Jakarta: Kementerian Kesehatan (Kemenkes) akan mengeluarkan kebijakan untuk kemasan rokok dalam Rancangan Peraturan Menteri Kesehatan (RPMK) yang merupakan aturan turunan dari Peraturan Pemerintah (PP) Nomor 28 Mengertin 2024. Kebijakan tersebut mengatur desain kemasan agar polos dan seragam.
Kabiro Komunikasi & Pelayanan Publik Kemenkes RI Siti Nadia Tarmizi mengatakan tujuan RPMK ini adalah untuk pengendalian terhadap rokok dan zat adiktif lainnya.
“Kami tidak melarang orang merokok. Orang tetap boleh merokok karena merokok adalah hak dari masing-masing,” ujar Siti.
Tetapi, rencana penyusunan RPMK tersebut justru menimbulkan berbagai polemik. Bahkan, banyak yang menganggap aturan ini bisa memberikan dampak buruk, baik bagi perekonomian nasional maupun dari sisi kesehatan. Aturan ini akan memberikan kesempatan besar bagi penjualan produk rokok ilegal sehingga kontraproduktif dengan tujuan pemerintah untuk menurunkan prevalensi perokok.
Hal tersebut diungkapkan Ketua Lumrah Asosiasi Pengusaha Ritel Indonesia (APRINDO) Roy N Mandey. Menurutnya, produk rokok ilegal saat ini sudah cukup marak. Kalau aturan ini disahkan, akan lebih banyak lagi rokok ilegal bermunculan.
“Persoalannya sekarang di sektor perdagangan, kami bukan berhadapan dengan bagaimana pelarangan ini, tapi justru bagaimana rokok ilegal jadi marak,” ujar Roy dalam tayangan Hotroom di Liputanindo, Rabu, 25 September 2024.
“Rokok ilegal yang lebih marak ketimbang yang legal. Sudah ada kejadian bukti di media pada tanggal 7 September kemarin dibebaskan tiga pedagang besar 78.000 bungkus dengan membayar denda saja selesai rokok ilegalnya. Pandai dijual lagi,” sambungnya.
Kekhawatiran dampak buruk dari kemunculan kebijakan RPMK ini juga dikemukakan Ketua Lumrah Gabungan Produsen Rokok Putih Indonesia (GAPRINDO) Benny Wachjudi. Menurutnya, bukan hanya memberikan kesempatan produk ilegal, kebijakan ini juga bisa berdampak pada perekonomian nasional.
“Saya ingin menyampaikan dulu. Saya mengadvokasi industri rokok bukan berarti saya menentang kesehatan. Tapi saya mengadvokasi ini karena memang ada kepentingan industri rokok ini terhadap ekonomi nasional,” kata Benny.

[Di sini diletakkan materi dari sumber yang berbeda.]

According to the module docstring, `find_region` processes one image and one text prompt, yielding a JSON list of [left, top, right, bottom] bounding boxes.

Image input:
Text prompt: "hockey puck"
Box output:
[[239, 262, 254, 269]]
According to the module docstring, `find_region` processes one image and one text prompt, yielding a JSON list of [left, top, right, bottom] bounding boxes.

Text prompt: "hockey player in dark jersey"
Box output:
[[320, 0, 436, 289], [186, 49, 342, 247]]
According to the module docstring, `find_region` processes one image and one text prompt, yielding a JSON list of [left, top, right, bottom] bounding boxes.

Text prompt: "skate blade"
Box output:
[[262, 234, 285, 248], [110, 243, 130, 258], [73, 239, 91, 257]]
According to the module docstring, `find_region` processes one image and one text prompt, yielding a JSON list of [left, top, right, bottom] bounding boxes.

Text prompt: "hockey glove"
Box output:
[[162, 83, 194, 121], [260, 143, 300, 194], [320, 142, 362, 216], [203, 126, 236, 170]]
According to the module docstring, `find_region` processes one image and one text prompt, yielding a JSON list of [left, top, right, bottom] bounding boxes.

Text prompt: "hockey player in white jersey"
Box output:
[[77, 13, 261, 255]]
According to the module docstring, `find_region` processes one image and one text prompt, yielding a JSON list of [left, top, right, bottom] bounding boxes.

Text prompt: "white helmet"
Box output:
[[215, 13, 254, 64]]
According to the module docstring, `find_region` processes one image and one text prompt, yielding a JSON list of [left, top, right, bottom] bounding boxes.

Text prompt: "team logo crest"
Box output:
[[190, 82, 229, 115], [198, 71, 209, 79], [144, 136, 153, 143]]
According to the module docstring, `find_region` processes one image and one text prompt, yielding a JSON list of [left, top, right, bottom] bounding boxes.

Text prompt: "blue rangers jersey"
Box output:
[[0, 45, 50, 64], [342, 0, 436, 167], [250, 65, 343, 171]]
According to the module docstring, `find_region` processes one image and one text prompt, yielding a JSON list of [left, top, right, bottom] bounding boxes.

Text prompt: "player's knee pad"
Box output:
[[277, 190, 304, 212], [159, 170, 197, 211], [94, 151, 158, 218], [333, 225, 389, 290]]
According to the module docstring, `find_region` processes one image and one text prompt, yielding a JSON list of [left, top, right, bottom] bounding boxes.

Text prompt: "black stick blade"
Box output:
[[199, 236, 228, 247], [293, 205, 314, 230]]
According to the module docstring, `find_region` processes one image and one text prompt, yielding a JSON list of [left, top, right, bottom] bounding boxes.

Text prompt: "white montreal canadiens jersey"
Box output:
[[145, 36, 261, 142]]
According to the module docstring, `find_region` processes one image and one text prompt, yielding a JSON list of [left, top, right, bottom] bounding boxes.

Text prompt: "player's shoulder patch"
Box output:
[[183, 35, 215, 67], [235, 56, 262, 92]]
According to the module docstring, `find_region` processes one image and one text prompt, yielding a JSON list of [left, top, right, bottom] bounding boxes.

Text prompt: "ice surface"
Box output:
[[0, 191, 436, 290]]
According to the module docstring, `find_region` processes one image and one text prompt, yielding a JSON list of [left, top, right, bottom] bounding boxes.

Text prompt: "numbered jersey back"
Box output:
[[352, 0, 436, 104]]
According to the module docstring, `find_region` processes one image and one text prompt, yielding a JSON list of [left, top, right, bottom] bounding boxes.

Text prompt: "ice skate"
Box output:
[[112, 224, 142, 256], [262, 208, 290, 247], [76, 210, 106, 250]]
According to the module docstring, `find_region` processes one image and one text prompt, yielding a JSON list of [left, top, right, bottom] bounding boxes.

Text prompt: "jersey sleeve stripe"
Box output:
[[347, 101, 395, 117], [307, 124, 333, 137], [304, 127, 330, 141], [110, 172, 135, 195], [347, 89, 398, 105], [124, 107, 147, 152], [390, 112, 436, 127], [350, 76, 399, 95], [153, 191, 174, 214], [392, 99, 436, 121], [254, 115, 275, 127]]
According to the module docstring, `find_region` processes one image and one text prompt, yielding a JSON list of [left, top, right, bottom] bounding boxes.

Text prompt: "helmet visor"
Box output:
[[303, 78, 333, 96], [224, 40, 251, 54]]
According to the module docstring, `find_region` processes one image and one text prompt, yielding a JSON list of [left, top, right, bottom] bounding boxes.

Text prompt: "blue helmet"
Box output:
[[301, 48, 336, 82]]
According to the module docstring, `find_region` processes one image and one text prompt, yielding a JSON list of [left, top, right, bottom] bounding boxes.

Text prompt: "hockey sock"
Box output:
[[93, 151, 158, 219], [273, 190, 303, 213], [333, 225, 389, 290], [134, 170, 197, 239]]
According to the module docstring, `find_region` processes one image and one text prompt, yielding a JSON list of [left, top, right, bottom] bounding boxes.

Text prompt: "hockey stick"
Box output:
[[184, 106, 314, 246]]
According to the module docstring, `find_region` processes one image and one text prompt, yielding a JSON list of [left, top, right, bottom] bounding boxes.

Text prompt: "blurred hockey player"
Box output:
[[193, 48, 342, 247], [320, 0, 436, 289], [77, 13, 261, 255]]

“Kalau kita lihat cukai yang diterima, walaupun Kata Profesor Tabrani itu yang juga yang membayar adalah konsumen tapi tidak bisa dinafikan itu adalah sekitar Rp213 triliun dibandingkan dengan dividen BUMN hanya Rp80 triliun, mungkin Rp90 triliun dividen dari BUMN, sedangkan industri rokok menghasilkan negara Rp200 triliun lebih,” tambahnya.
Hal serupa juga diungkapkan Ekonom INDEF Andry Satrio Nugroho. Ia menilai banyak kerugian yang akan terjadi jika kebijakan kemasan rokok polos ini diterapkan, terutama dari sisi penerimaan cukai rokok yang akan berkurang drastis.
“Jadi berdasarkan kalkulasi kami, kalau dari kemasan polos saja penerimaan cukai itu kalkulasi sudah sampai Rp96 triliun yang akan lost. Ini belum yang 200 meter, belum lagi yang pembatasan yang lainnya. Kami melihat dari dampak ekonominya, (kebijakan ini) berbeda dengan (kebijakan) negara-negara lain,” kata Andry.
Menurut Andry, dampak lainnya adalah terjadi down trading, di mana konsumen akan beralih pada rokok yang lebih murah. Hal ini berpotensi meningkatkan konsumsi rokok ilegal karena akan sulit untuk membedakan produk legal dengan ilegal. Terlebih lagi, produk ilegal yang menawarkan harga yang jauh lebih murah dibandingkan rokok legal.
“Mereka yang sekarang sudah tidak ada lagi pemisahan antara satu rokok dengan rokok yang lainnya. Mereka mencari yang murah. Ilegal pun gampang banget menirunya. Tinggal fontnya saja yang diubah,” tuturnya.